Medics are scrambling to evacuate two people from a luxury cruise ship stranded off the coast of Cape Verde after a suspected outbreak of a rare respiratory virus killed three people, left three others seriously ill, and forced nearly 150 people from across the world to isolate onboard.
The MV Hondius set off in March from southern Argentina carrying 149 people from 23 countries. The World Health Organization (WHO) is investigating a suspected outbreak of hantavirus, a disease primarily found in rodents. The deaths include a married couple from the Netherlands and a German national.
US travel blogger Jake Rosmarin, fighting back tears in a social media video, said the hardest part was the uncertainty. “We’re not just headlines: we are people. People with families, with lives, with people waiting for us at home. There’s a lot of uncertainty, and that’s the hardest part.”
Cruise operator Oceanwide Expeditions said the first passenger, a Dutch national, died on April 11, cause unknown. He was disembarked on St Helena on April 24 with his wife. Days later, the wife also fell ill and died at a South African airport while trying to return to the Netherlands.

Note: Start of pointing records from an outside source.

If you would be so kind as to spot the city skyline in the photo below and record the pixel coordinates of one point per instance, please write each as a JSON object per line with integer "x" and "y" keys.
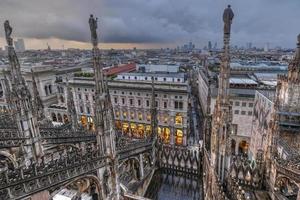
{"x": 150, "y": 24}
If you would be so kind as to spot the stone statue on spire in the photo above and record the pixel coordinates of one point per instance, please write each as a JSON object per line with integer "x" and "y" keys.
{"x": 93, "y": 28}
{"x": 8, "y": 31}
{"x": 227, "y": 18}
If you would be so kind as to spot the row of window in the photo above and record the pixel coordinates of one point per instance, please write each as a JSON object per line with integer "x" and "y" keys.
{"x": 86, "y": 97}
{"x": 140, "y": 116}
{"x": 177, "y": 104}
{"x": 139, "y": 94}
{"x": 141, "y": 130}
{"x": 88, "y": 110}
{"x": 147, "y": 78}
{"x": 85, "y": 89}
{"x": 237, "y": 112}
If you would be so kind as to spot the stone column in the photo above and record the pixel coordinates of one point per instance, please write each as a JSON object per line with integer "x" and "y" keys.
{"x": 141, "y": 165}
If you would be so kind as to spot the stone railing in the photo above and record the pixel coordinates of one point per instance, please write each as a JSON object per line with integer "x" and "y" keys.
{"x": 180, "y": 159}
{"x": 60, "y": 136}
{"x": 10, "y": 138}
{"x": 288, "y": 168}
{"x": 41, "y": 175}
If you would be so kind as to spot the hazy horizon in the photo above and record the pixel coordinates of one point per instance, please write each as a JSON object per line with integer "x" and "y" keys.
{"x": 150, "y": 24}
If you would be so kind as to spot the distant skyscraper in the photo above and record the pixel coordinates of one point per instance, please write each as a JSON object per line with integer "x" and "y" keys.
{"x": 249, "y": 45}
{"x": 215, "y": 46}
{"x": 209, "y": 45}
{"x": 19, "y": 45}
{"x": 266, "y": 48}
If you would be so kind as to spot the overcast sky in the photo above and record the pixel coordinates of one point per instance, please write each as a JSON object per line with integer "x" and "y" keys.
{"x": 148, "y": 23}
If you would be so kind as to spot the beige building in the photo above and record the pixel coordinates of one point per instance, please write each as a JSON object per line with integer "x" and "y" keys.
{"x": 131, "y": 98}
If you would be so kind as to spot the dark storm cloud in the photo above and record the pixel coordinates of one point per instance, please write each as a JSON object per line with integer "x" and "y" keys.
{"x": 155, "y": 21}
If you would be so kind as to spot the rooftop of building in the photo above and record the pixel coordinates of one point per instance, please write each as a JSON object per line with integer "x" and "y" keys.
{"x": 269, "y": 94}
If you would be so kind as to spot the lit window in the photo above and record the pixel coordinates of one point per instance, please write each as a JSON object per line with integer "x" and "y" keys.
{"x": 133, "y": 129}
{"x": 118, "y": 125}
{"x": 179, "y": 137}
{"x": 125, "y": 128}
{"x": 166, "y": 119}
{"x": 141, "y": 130}
{"x": 140, "y": 116}
{"x": 166, "y": 135}
{"x": 132, "y": 115}
{"x": 148, "y": 117}
{"x": 83, "y": 121}
{"x": 148, "y": 130}
{"x": 178, "y": 119}
{"x": 124, "y": 114}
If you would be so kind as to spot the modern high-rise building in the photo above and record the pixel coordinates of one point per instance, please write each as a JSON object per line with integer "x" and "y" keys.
{"x": 19, "y": 45}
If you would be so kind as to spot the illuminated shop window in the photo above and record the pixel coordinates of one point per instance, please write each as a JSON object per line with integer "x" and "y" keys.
{"x": 148, "y": 117}
{"x": 166, "y": 135}
{"x": 141, "y": 130}
{"x": 117, "y": 114}
{"x": 140, "y": 116}
{"x": 132, "y": 115}
{"x": 166, "y": 119}
{"x": 83, "y": 120}
{"x": 125, "y": 128}
{"x": 178, "y": 119}
{"x": 66, "y": 119}
{"x": 179, "y": 137}
{"x": 124, "y": 114}
{"x": 54, "y": 117}
{"x": 133, "y": 129}
{"x": 159, "y": 133}
{"x": 148, "y": 130}
{"x": 91, "y": 125}
{"x": 118, "y": 125}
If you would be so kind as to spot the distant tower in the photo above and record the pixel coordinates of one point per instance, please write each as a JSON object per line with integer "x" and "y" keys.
{"x": 37, "y": 101}
{"x": 267, "y": 47}
{"x": 71, "y": 107}
{"x": 222, "y": 115}
{"x": 22, "y": 103}
{"x": 209, "y": 46}
{"x": 106, "y": 138}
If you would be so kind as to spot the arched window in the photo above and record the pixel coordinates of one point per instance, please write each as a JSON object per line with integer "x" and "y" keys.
{"x": 243, "y": 147}
{"x": 179, "y": 137}
{"x": 166, "y": 135}
{"x": 59, "y": 117}
{"x": 54, "y": 117}
{"x": 50, "y": 89}
{"x": 46, "y": 90}
{"x": 62, "y": 99}
{"x": 178, "y": 119}
{"x": 66, "y": 119}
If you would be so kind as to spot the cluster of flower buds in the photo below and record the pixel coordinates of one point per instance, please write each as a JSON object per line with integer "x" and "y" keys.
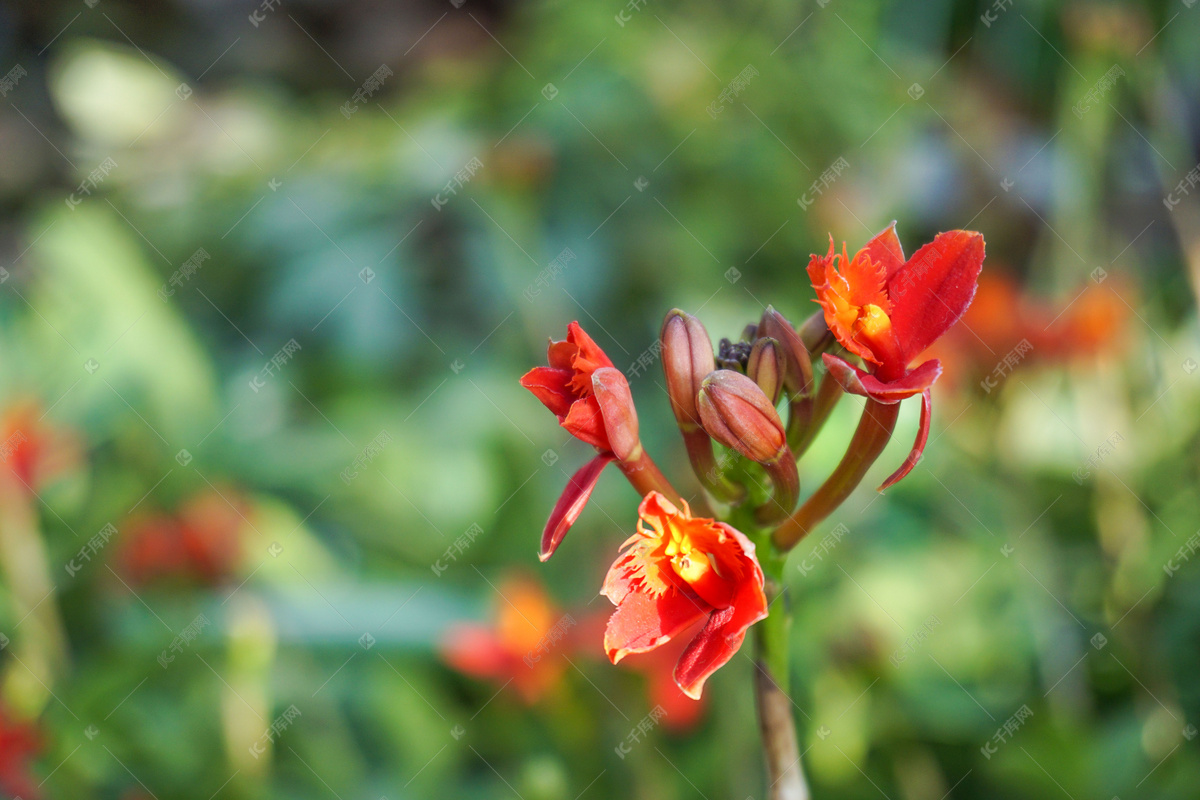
{"x": 877, "y": 308}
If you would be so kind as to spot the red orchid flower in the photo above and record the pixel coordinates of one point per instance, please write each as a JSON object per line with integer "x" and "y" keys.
{"x": 592, "y": 402}
{"x": 888, "y": 311}
{"x": 676, "y": 571}
{"x": 514, "y": 647}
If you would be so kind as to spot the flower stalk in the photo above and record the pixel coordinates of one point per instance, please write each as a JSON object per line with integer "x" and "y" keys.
{"x": 879, "y": 313}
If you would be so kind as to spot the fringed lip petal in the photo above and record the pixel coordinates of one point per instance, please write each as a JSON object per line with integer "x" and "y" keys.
{"x": 918, "y": 447}
{"x": 571, "y": 503}
{"x": 857, "y": 382}
{"x": 934, "y": 288}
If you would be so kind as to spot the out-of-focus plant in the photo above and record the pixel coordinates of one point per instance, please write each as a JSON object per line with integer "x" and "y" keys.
{"x": 723, "y": 571}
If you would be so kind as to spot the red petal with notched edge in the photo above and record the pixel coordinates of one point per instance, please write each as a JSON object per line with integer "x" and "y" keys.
{"x": 933, "y": 289}
{"x": 550, "y": 385}
{"x": 474, "y": 650}
{"x": 856, "y": 382}
{"x": 643, "y": 621}
{"x": 586, "y": 423}
{"x": 918, "y": 446}
{"x": 725, "y": 630}
{"x": 885, "y": 247}
{"x": 570, "y": 504}
{"x": 589, "y": 355}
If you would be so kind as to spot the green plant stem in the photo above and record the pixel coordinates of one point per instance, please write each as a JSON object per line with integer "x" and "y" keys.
{"x": 646, "y": 476}
{"x": 873, "y": 434}
{"x": 781, "y": 752}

On April 27, a British passenger became seriously ill and was evacuated to South Africa, where he remains in intensive care in Johannesburg in critical but stable condition. A variant of hantavirus was identified in him. On May 2, a German national died, cause not yet established.
Two crew members, British and Dutch, have acute respiratory symptoms, one mild and one severe. Hantavirus has not been confirmed in them. The company stressed that the virus has not been proven linked to the three deaths.
The ship is currently anchored off Cape Verde, but local health authorities refused docking permission to protect public health. Evacuation by air ambulance is being considered, as well as sailing to Spain’s Canary Islands.
The Netherlands’ National Institute for Public Health (RIVM) said the source of infection remains unclear. “You could imagine rats on board transmitted the virus, or people were infected during a stop in South America via mice,” a spokesperson said.
The WHO said the risk to the wider public is low and no travel restrictions are needed. To date, one case of hantavirus has been laboratory confirmed, with five additional suspected cases. South Africa’s National Institute for Communicable Diseases is conducting contact tracing.